Uzyskane wyniki badania są dość optymistyczne. W sumie w 15 krajach skontrolowano oznakowanie prawie 12 tys. opon, z czego 73% stanowiły letnie, a 27% zimowe. Najwięcej partii poddano badaniu w Turcji (1246), Niemczech (1238), Polsce (1111), Finlandii (1080) i Irlandii (1080). Ze sprawdzonych etykiet wynika, że w sprzedaży przeważają opony o klasie efektywności paliwowej E i C (a więc o nie najwyższych parametrach). Lepiej jest z przyczepnością na mokrej nawierzchni – tu na rynku jest najwięcej opon klas C i B.

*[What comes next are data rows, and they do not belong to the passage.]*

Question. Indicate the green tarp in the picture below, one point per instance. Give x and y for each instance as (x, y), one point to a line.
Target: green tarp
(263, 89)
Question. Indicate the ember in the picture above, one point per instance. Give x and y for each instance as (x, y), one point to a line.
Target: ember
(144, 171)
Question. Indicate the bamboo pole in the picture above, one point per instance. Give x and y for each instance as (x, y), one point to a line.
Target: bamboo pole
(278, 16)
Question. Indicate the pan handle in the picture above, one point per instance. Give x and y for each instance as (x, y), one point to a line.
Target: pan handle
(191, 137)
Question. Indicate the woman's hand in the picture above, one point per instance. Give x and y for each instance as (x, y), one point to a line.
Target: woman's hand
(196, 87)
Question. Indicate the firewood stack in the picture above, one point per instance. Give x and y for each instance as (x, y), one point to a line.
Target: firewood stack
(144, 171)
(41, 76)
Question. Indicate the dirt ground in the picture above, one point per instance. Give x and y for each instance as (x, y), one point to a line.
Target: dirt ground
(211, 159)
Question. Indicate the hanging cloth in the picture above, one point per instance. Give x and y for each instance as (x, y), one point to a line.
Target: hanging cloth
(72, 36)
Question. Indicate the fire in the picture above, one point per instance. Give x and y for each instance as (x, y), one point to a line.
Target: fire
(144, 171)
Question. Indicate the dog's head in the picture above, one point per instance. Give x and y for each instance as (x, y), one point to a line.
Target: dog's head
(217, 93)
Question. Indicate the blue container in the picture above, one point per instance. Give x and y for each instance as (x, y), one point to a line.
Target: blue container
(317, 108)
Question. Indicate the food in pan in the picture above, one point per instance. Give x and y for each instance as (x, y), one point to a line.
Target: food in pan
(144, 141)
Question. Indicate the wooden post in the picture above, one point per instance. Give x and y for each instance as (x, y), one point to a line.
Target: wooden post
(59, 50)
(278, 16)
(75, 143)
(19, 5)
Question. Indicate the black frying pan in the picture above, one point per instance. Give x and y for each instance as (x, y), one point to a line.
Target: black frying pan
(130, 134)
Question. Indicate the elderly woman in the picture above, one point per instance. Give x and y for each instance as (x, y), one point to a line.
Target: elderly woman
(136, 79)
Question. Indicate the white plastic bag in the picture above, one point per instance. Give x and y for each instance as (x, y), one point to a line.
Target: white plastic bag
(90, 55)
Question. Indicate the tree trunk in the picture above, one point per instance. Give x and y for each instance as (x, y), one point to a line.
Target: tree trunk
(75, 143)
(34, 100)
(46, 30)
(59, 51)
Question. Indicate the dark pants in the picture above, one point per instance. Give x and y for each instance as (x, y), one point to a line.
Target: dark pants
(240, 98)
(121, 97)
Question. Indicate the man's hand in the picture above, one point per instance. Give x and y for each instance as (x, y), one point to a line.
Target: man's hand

Najwięcej źle oznakowanych opon inspektorzy z 15 krajów znaleźli w sklepach online – zastrzeżenia dotyczyły 627 na 2888 sprawdzonych produktów. U tradycyjnych sprzedawców zakwestionowali z tego powodu 568 partii opon. Główne problemy to: brak etykiet, niewłaściwe lub brakujące dane, zły format etykiety. Inspektorzy nie uzyskali też w 10% przypadków wymaganej dokumentacji technicznej, a w 40% przypadków musieli czekać dłużej niż dwa tygodnie. W sumie nieprawidłowości w dokumentacji wystąpiły w 38% sprawdzanych przypadków.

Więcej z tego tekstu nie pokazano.